# Demo Cross Validation

In [None]:
%matplotlib inline
import matplotlib.pyplot as plt
import pandas as pd
import cassandra
import pyspark
import re
import os
import random
from random import randint, randrange
import matplotlib.pyplot as plt
from IPython.display import display, Markdown
from pyspark.sql import SparkSession
from pyspark.ml.linalg import Vectors
from pyspark.ml.feature import VectorAssembler
from pyspark.ml.feature import StringIndexer
from pyspark.ml.clustering import KMeans
import seaborn as sns
from pyspark.ml.stat import Correlation
from pyspark.mllib.linalg.distributed import RowMatrix
from pyspark.ml.feature import PCA, Imputer
from pyspark.ml.classification import RandomForestClassifier
from pyspark.ml.evaluation import MulticlassClassificationEvaluator
from pyspark.ml.evaluation import BinaryClassificationEvaluator
from pyspark.sql.functions import col, asc
from pyspark.sql.functions import isnan
from pyspark.sql.functions import udf
from pyspark.sql import functions as F
import numpy as np
import itertools
from sklearn.metrics import confusion_matrix
from pyspark.ml.regression import LinearRegression
from pyspark.ml.evaluation import RegressionEvaluator
from pyspark.ml.linalg import Vectors
from pyspark.ml.tuning import CrossValidatorModel
from pyspark.ml.tuning import CrossValidator, ParamGridBuilder

#### Helper function to have nicer formatting of Spark DataFrames

In [None]:
#Helper for pretty formatting for Spark DataFrames
def showDF(df, limitRows =  5, truncate = True):
    if(truncate):
        pd.set_option('display.max_colwidth', 50)
    else:
        pd.set_option('display.max_colwidth', -1)
    pd.set_option('display.max_rows', limitRows)
    display(df.limit(limitRows).toPandas())
    pd.reset_option('display.max_rows')

In [None]:
def correlation_matrix(df, corr_columns, method='pearson'):
    vector_col = "corr_features"
    assembler = VectorAssembler(inputCols=corr_columns, outputCol=vector_col)
    df_vector = assembler.transform(df).select(vector_col)
    matrix = Correlation.corr(df_vector, vector_col, method)

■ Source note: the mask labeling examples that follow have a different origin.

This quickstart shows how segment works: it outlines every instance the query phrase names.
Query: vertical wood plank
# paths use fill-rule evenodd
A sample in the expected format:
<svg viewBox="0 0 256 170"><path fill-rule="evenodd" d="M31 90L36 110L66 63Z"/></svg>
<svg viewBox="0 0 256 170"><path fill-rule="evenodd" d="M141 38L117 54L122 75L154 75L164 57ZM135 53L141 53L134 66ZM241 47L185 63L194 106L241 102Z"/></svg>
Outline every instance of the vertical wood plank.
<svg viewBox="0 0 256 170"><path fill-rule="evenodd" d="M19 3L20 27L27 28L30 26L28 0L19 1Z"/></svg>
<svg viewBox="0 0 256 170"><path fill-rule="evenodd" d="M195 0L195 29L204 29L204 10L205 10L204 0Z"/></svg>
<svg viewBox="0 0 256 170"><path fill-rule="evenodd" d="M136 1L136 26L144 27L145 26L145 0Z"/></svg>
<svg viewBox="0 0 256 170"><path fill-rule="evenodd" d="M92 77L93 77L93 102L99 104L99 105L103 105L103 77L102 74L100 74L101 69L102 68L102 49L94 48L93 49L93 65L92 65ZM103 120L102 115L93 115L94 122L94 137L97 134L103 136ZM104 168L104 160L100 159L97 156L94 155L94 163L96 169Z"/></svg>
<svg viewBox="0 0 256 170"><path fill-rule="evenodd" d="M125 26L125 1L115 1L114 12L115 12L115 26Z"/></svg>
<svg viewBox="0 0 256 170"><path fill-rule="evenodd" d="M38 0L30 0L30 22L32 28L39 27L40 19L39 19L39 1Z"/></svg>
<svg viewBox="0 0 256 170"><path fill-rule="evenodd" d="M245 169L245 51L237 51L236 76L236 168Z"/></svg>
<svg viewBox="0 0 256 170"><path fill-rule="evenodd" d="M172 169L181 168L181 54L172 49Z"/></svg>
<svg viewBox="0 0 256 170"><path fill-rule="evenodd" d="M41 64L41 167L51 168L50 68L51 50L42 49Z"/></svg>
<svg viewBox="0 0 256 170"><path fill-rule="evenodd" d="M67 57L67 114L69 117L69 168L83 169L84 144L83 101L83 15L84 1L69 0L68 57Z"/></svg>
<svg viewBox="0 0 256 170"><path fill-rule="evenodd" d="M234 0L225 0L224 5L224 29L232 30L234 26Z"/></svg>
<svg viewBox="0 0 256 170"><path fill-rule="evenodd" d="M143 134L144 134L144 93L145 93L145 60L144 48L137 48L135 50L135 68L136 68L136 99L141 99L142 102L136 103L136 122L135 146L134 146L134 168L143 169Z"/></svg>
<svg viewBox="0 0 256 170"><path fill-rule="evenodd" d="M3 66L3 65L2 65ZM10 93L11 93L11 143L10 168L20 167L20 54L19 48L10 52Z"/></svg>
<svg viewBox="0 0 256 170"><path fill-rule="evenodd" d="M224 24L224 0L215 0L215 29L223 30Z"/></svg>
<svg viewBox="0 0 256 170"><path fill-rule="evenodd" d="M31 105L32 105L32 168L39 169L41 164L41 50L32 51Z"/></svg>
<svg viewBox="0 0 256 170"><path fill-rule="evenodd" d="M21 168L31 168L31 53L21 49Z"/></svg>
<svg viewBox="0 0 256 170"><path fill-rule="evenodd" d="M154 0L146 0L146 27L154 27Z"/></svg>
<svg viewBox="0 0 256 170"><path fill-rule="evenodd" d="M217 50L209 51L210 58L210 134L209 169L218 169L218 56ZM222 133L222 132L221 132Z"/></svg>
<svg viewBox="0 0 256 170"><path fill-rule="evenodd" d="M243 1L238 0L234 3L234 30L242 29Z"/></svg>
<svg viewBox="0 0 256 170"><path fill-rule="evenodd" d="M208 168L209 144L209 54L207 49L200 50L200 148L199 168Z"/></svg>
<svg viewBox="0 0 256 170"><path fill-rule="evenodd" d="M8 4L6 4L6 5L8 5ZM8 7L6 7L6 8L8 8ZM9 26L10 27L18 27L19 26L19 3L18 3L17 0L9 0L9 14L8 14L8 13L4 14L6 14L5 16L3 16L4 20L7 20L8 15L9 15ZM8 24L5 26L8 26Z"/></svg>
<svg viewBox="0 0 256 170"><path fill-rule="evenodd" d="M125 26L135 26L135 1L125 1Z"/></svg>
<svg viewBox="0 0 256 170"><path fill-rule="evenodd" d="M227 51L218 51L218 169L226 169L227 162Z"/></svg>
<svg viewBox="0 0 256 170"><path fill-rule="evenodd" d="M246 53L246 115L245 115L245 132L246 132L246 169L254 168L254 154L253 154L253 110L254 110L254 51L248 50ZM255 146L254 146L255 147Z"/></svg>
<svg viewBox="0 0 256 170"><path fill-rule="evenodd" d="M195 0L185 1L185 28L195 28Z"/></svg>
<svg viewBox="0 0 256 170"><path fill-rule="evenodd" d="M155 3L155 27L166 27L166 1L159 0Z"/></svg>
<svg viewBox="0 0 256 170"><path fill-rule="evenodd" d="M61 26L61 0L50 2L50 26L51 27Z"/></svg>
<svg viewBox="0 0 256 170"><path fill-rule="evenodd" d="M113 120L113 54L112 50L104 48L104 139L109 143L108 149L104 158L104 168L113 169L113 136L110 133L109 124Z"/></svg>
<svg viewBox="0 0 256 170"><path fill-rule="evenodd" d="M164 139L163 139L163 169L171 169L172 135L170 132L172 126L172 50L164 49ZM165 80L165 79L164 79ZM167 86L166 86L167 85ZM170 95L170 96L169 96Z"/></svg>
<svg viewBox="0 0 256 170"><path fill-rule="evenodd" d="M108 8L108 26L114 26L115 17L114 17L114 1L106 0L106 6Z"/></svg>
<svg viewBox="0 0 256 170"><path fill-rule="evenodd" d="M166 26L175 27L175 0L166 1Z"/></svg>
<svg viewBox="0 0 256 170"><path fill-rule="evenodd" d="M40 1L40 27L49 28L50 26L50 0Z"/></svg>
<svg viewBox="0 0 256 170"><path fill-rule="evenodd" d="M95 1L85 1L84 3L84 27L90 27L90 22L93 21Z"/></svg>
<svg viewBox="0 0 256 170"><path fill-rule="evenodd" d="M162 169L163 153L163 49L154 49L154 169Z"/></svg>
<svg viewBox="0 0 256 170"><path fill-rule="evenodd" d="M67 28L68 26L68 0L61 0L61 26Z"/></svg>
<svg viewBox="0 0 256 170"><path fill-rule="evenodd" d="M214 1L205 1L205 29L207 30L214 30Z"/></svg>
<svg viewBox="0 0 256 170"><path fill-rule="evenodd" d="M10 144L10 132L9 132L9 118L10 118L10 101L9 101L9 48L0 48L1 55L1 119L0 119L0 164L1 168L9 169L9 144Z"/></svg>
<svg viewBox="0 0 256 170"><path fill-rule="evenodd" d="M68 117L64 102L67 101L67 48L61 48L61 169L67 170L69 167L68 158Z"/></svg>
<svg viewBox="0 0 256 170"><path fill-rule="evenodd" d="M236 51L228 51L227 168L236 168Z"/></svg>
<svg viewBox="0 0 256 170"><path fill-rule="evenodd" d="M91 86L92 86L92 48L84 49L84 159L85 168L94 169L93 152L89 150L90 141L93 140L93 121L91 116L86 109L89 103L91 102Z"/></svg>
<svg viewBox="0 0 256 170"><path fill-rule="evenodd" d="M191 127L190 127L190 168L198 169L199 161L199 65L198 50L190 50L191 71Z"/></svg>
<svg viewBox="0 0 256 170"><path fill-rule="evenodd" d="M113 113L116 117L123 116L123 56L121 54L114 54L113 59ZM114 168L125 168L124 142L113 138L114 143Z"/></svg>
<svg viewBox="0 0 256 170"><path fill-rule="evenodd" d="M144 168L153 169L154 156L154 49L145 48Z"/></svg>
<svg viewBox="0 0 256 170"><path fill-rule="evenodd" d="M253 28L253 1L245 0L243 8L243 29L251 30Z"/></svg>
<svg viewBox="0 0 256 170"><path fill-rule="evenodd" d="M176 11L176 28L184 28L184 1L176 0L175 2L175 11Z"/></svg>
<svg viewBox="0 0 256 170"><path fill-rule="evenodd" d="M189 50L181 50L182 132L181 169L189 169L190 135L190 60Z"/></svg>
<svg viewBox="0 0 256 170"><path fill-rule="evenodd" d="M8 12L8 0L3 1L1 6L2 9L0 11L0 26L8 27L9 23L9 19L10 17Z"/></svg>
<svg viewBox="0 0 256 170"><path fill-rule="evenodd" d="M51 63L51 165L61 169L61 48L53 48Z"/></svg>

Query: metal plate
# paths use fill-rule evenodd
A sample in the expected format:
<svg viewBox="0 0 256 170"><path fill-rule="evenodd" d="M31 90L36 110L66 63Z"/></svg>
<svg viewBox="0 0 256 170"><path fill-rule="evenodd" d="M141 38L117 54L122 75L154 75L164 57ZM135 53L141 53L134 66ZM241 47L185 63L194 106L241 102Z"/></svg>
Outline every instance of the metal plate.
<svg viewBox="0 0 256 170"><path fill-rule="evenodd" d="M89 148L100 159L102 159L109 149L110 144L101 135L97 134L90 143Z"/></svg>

    result = matrix.collect()[0]["pearson({})".format(vector_col)].values
    return pd.DataFrame(result.reshape(-1, len(corr_columns)), columns=corr_columns, index=corr_columns)

In [None]:
def plot_confusion_matrix(cm, classes,
                          normalize=False,
                          title='Confusion matrix',
                          cmap=plt.cm.Blues):
    """
    This function prints and plots the confusion matrix.
    Normalization can be applied by setting `normalize=True`.
    """
    if normalize:
        cm = cm.astype('float') / cm.sum(axis=1)[:, np.newaxis]
        print("Normalized confusion matrix")
    else:
        print('Confusion matrix, without normalization')

    print(cm)

    plt.imshow(cm, interpolation='nearest', cmap=cmap)
    plt.title(title)
    plt.colorbar()
    tick_marks = np.arange(len(classes))
    plt.xticks(tick_marks, classes, rotation=45)
    plt.yticks(tick_marks, classes)

    fmt = '.2f' if normalize else 'd'
    thresh = cm.max() / 2.
    for i, j in itertools.product(range(cm.shape[0]), range(cm.shape[1])):
        plt.text(j, i, format(cm[i, j], fmt),
                 horizontalalignment="center",
                 color="white" if cm[i, j] > thresh else "black")

    plt.tight_layout()
    plt.ylabel('True label')
    plt.xlabel('Predicted label')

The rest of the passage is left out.